As Perez explains, most big models start the same in development to build a functional neural net, but mid- and post-training steps in particular are what give the model a point of view. I’ve heard from people in the industry that there are only about 200 true post-training experts in the world, which is why the market is so competitive.

“That’s when the artistic direction on the model takes place,” says Perez. “At the end of the day, building a model is almost like crafting a sculpture.”
That final layer of training, where a model develops its visual or verbal voice, is where taste comes in. Making the AI do one thing better can often make it do another thing worse, and balancing those priorities is particularly tricky when trying to build a model that makes cool, personally expressive stuff.
“This is like the nemesis of an AI researcher, because what researchers are really good at optimizing for [is] metrics,” says Perez. “But what is this metric that we are optimizing for? Like, it’s something so subjective.”
The user interface
K2, Krea’s new model, seems impressive on its own. But what makes it so attractive is how Krea will let you use it.

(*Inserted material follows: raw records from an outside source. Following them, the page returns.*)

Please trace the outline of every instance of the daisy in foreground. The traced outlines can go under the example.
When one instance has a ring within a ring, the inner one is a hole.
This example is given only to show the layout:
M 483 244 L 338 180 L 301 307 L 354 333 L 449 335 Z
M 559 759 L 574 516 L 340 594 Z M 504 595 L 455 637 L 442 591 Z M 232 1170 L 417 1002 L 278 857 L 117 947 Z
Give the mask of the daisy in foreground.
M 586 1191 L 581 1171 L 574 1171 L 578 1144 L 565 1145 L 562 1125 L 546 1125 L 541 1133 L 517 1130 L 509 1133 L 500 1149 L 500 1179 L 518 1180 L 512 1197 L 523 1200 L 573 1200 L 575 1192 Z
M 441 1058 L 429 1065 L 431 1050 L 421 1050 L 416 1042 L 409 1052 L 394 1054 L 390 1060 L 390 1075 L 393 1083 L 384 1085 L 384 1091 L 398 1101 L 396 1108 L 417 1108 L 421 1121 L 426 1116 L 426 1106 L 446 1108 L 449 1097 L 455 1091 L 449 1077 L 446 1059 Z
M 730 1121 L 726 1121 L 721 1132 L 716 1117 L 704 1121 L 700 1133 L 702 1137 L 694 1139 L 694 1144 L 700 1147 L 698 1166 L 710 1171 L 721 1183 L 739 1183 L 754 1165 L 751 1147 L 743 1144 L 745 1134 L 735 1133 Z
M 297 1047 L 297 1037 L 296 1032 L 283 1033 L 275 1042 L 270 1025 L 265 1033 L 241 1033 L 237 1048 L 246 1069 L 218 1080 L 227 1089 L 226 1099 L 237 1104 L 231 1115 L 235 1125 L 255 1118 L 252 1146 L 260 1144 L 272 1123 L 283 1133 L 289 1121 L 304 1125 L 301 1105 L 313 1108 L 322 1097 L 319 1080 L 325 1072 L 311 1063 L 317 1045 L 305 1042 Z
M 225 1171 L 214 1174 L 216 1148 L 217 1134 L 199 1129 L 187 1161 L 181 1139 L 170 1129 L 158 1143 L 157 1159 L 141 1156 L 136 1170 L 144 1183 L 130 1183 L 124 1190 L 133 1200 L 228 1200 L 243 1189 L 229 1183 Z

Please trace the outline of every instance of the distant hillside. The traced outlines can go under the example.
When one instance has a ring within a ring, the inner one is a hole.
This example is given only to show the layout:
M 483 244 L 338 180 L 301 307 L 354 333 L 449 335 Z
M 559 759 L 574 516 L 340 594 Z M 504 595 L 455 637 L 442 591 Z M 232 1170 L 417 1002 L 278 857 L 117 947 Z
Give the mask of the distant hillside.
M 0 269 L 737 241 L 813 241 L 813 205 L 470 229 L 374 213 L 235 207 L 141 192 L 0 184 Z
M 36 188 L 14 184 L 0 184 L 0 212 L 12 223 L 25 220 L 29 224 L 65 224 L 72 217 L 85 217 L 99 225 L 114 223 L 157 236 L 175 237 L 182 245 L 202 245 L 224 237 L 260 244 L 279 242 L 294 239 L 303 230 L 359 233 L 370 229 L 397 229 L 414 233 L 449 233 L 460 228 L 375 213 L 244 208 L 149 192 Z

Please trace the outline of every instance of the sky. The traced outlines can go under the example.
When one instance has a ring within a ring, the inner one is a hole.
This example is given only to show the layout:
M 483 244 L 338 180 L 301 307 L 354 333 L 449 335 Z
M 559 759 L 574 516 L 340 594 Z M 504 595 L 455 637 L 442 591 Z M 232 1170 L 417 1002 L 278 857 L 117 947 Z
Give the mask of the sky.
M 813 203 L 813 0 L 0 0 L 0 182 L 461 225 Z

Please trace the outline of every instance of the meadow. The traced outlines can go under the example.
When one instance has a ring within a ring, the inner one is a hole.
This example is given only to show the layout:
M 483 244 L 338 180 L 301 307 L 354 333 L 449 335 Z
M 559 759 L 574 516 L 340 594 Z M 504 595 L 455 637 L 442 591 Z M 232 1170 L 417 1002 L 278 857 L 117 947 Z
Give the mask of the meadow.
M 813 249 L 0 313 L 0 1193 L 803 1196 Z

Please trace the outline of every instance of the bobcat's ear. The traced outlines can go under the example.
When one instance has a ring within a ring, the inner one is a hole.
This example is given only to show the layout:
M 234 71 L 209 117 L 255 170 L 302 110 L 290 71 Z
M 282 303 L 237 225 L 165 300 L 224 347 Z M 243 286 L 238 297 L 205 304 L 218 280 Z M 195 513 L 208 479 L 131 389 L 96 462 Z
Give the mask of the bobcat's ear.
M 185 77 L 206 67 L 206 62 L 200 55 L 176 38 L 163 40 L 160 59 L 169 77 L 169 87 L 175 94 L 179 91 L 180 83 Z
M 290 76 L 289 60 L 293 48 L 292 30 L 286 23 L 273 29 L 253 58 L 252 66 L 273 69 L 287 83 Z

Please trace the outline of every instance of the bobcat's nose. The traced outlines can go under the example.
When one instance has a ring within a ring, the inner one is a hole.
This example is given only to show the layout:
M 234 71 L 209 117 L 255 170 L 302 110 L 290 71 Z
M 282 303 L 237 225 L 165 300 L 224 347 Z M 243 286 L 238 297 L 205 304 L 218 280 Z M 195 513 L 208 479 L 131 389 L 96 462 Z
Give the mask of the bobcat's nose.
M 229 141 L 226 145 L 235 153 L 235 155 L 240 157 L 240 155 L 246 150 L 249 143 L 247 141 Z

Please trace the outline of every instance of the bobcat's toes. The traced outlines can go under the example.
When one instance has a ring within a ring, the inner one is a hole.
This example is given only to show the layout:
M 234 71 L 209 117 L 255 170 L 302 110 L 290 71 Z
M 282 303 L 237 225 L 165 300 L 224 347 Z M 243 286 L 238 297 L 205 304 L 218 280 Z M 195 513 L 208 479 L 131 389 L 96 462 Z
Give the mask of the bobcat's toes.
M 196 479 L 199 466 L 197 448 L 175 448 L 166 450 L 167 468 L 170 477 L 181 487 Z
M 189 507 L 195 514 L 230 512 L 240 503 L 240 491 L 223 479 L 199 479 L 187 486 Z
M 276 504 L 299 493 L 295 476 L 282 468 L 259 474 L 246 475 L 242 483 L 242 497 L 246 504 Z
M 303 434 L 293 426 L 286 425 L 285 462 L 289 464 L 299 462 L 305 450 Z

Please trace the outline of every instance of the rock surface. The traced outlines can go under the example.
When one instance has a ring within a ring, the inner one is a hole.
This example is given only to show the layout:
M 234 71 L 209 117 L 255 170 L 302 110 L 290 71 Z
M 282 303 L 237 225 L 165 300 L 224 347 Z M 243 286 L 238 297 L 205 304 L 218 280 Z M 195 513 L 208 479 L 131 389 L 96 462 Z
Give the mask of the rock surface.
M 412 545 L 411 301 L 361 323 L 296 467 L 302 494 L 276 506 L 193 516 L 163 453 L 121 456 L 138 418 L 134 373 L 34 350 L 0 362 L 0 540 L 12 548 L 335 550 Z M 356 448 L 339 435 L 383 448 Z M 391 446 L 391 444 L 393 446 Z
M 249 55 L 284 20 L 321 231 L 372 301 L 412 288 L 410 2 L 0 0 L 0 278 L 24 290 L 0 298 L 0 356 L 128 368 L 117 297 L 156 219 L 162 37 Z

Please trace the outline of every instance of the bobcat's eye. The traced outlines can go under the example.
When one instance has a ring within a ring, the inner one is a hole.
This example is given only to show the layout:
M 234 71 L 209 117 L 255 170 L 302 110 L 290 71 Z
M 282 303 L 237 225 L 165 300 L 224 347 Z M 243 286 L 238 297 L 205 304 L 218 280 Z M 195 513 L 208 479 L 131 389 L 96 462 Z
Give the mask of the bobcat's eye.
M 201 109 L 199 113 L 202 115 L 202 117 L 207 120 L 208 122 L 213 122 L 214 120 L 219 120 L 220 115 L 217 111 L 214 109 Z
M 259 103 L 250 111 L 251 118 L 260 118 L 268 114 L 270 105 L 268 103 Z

On the baseline, Krea promises that just describing what you want will get you better results with K2 than its competitors. Then Krea’s user interface lets you really get your hands dirty in tuning the output. You can drag one or multiple images you want into the prompt bar, to use that to influence the style it generates. Then you can drag a slider up or down on those images, to signal how much you want them to influence the visual style. You can even build a mood board to inform the aesthetic that you’re after. (After generating some images, Krea will proactively produce a sort of personalized Pinterest board with more images it thinks you’ll like.)
Because this system is built for creatives, Krea is also being careful with how it frames up IP. As you ostensibly train your own model inside Krea, you can remove that from Krea’s own model training. And all IP generated is your own. So if you are an oil painter who has a very particular style that you want to use within gen AI media, you can upload your work to reproduce it without worrying that Krea is about to sell that as a filter to someone else.

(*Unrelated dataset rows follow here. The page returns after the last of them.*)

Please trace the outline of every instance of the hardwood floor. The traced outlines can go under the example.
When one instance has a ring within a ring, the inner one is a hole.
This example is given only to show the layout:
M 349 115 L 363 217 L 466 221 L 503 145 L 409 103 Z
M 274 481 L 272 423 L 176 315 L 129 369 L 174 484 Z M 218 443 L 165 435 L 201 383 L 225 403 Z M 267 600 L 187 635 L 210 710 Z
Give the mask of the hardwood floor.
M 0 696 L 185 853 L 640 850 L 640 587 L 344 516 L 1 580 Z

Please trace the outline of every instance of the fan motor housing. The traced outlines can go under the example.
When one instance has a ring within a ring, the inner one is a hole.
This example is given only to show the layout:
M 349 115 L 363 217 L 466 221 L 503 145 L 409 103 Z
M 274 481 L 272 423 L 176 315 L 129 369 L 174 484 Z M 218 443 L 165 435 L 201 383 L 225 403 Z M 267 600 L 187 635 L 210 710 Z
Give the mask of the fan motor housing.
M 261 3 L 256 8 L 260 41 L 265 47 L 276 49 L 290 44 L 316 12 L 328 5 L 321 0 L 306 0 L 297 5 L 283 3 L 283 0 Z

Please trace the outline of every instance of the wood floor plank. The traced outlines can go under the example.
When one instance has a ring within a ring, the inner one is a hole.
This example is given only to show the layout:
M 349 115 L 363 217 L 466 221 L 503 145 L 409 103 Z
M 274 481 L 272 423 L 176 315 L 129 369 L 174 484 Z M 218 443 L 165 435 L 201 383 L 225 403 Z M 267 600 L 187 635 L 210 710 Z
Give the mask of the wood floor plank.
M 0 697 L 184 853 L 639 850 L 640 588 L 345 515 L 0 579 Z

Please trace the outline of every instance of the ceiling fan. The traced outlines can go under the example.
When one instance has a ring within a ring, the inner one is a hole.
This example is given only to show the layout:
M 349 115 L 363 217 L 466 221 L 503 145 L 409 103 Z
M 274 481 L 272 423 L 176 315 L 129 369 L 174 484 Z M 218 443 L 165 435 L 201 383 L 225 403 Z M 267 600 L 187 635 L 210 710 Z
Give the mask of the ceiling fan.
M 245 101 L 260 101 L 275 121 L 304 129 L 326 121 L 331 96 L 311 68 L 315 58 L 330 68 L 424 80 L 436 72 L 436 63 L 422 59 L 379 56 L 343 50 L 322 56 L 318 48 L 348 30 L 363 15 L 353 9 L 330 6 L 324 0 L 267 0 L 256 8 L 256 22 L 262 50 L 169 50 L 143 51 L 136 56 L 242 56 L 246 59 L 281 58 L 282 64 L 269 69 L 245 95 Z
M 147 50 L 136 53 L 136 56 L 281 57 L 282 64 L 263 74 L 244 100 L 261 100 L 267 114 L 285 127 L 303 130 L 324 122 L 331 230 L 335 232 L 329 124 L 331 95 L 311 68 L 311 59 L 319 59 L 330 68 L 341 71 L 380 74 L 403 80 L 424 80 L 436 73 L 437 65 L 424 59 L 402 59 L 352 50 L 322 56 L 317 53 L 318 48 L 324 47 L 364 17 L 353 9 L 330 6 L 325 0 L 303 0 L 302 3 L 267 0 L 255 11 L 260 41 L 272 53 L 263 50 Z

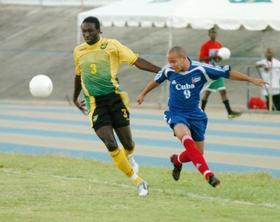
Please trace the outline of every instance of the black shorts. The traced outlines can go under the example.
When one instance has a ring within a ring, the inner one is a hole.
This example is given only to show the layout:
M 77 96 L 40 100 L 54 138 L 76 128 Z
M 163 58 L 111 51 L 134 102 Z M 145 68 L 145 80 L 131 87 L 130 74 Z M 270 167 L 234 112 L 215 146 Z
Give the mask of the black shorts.
M 129 110 L 127 107 L 128 96 L 126 93 L 122 92 L 122 96 L 120 94 L 110 93 L 94 98 L 96 107 L 91 116 L 91 125 L 94 130 L 108 125 L 116 129 L 130 124 Z

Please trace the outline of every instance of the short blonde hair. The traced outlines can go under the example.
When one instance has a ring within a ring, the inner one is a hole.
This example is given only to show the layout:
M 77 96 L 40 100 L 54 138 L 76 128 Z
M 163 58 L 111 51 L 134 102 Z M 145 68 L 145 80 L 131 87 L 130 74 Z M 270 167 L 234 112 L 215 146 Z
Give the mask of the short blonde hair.
M 187 53 L 185 52 L 185 50 L 181 46 L 174 46 L 174 47 L 172 47 L 168 51 L 168 54 L 170 54 L 170 53 L 176 53 L 179 56 L 187 57 Z

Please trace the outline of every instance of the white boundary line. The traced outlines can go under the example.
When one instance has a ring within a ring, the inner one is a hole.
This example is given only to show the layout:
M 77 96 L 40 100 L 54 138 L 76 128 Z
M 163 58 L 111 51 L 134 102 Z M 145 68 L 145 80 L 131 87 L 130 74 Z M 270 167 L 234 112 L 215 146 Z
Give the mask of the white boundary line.
M 55 177 L 60 178 L 60 179 L 66 179 L 66 180 L 88 180 L 89 182 L 96 183 L 96 184 L 111 185 L 111 186 L 135 189 L 134 186 L 130 186 L 127 184 L 122 184 L 122 183 L 112 183 L 109 181 L 99 181 L 99 180 L 94 180 L 94 179 L 85 179 L 85 178 L 78 178 L 78 177 L 65 177 L 65 176 L 55 176 Z M 198 194 L 191 193 L 191 192 L 178 192 L 178 191 L 176 192 L 176 189 L 168 190 L 168 189 L 160 189 L 160 188 L 150 188 L 149 190 L 156 191 L 159 193 L 186 196 L 186 197 L 190 197 L 190 198 L 196 199 L 196 200 L 218 201 L 219 203 L 226 203 L 226 204 L 237 204 L 237 205 L 247 205 L 247 206 L 255 206 L 255 207 L 280 209 L 280 205 L 276 204 L 276 203 L 253 203 L 250 201 L 234 200 L 234 199 L 213 197 L 213 196 L 201 195 L 201 194 L 198 195 Z
M 1 170 L 4 173 L 12 173 L 12 174 L 22 174 L 21 171 L 14 170 L 14 169 L 7 169 L 4 168 Z M 34 173 L 27 172 L 29 176 L 36 176 Z M 89 178 L 81 178 L 81 177 L 68 177 L 68 176 L 56 176 L 56 175 L 50 175 L 54 178 L 63 179 L 63 180 L 73 180 L 73 181 L 88 181 L 90 183 L 95 184 L 102 184 L 102 185 L 110 185 L 110 186 L 116 186 L 116 187 L 122 187 L 122 188 L 129 188 L 129 189 L 135 189 L 132 185 L 127 185 L 123 183 L 112 183 L 109 181 L 99 181 Z M 264 207 L 264 208 L 272 208 L 272 209 L 280 209 L 280 205 L 276 203 L 253 203 L 250 201 L 244 201 L 244 200 L 234 200 L 229 198 L 221 198 L 221 197 L 213 197 L 208 195 L 201 195 L 201 194 L 195 194 L 191 192 L 180 192 L 176 191 L 176 189 L 160 189 L 160 188 L 150 188 L 150 191 L 158 192 L 158 193 L 167 193 L 171 195 L 178 195 L 178 196 L 186 196 L 195 200 L 207 200 L 207 201 L 215 201 L 219 203 L 224 204 L 233 204 L 233 205 L 246 205 L 246 206 L 253 206 L 253 207 Z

Longer term, Krea is considering if there are ways to credit artists whose IP measurably influences a piece of media, and they’re experimenting with using AI to do just that to create a more sustainable royalties system.

Rodriguez admits some confusion as to why, in an industry dominated by OpenAI, Anthropic, and Google, smaller AI companies aren’t banding together in order to build bigger ideas and share the wealth. Originally, Krea tried partnering with a model company that refused to offer even a small split of revenue, which led them to develop the technology completely in-house.
But now, I can’t help but notice how much Krea’s ambitions have grown. Perez declares that this launch product, K2, is “conservative.” The GPU cluster Krea is using for a year, over which time it will have trained K2 and two future Krea models, will cost the company $20 million. Krea couldn’t afford to faceplant with an experimental approach that might not work. However, with a success under their belts, they feel more confident to take more risks and challenge training norms.
“We just wanted to make it work,” says Perez. “It worked way better than we expected, but this was an extremely risky bet. We’d never trained a model before. We didn’t know how hard it would be. And it was it was fucking hard, but at the end of the day we figured it out. And now we know so many things—because there’s so many things about training a model that you can only learn through training a model.”